With perfectionism it can feel as though nothing is ever “enough”. Accepting what’s “good enough” requires letting go, Curran says. Working nights, weekends and holidays had become part of his identity, but after the birth of his son he scaled back his hours, which became “liberating”.
His past decisions were driven by an anxious need to better himself, he adds. Now, when thinking about how to spend his time, he tries to focus on the things that bring him joy, purpose and meaning.

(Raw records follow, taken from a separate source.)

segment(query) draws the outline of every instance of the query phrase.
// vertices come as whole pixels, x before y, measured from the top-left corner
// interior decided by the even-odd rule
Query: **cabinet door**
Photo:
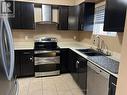
[[[82,3],[79,7],[79,30],[93,31],[95,3]]]
[[[85,3],[84,31],[93,31],[95,3]]]
[[[78,12],[79,6],[69,7],[68,29],[78,30]]]
[[[69,72],[71,73],[73,79],[78,83],[78,66],[77,66],[78,56],[77,54],[69,50],[69,61],[68,61],[68,68]]]
[[[68,30],[68,7],[60,6],[59,7],[59,30]]]
[[[21,28],[21,14],[20,14],[20,2],[15,2],[15,15],[13,18],[9,18],[9,23],[12,29]]]
[[[79,56],[78,58],[78,85],[84,95],[87,92],[87,60]]]
[[[68,73],[68,51],[69,49],[61,49],[60,51],[60,72]]]
[[[14,69],[14,75],[16,77],[20,77],[21,75],[21,53],[20,51],[15,51],[15,69]]]
[[[123,32],[126,7],[119,0],[106,0],[104,31]]]
[[[116,84],[117,84],[117,78],[110,75],[108,95],[115,95],[115,93],[116,93]]]
[[[21,28],[22,29],[34,29],[34,4],[21,3]]]
[[[21,76],[34,75],[33,51],[22,51]]]
[[[9,18],[12,29],[34,29],[34,5],[26,2],[15,2],[15,17]]]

It’s a philosophy that’s shared by Canadian physician and trauma expert Dr Gabor Maté, who says on a recent podcast that the feeling of being legitimate or worthy needsa to come from within, lest people “sacrifice their playfulness, their joyfulness” for external validation.
Practice self-compassion
In general, perfectionism is usually a survival strategy – it’s “like an armour that you wear” to feel less vulnerable, Sun says. So don’t beat yourself up for having perfectionist tendencies, she adds.
But if that armour is weighing you down, it may be time to thank your perfectionism for its service and move on, much like home organiser Marie Kondo does when discarding possessions, Sun says.
“Maybe you can take off the arms first,” she says, then work on taking off the metaphorical legs. You might want to seek out a mental health professional to help with the process.
“A lot of times I work with people on building that internal safety,” which is the ability to give yourself the validation you need to feel calm and at peace, Sun says, so that one day they can say to themselves: “I accept the way I am today, versus the way that I’m ‘supposed’ to be.”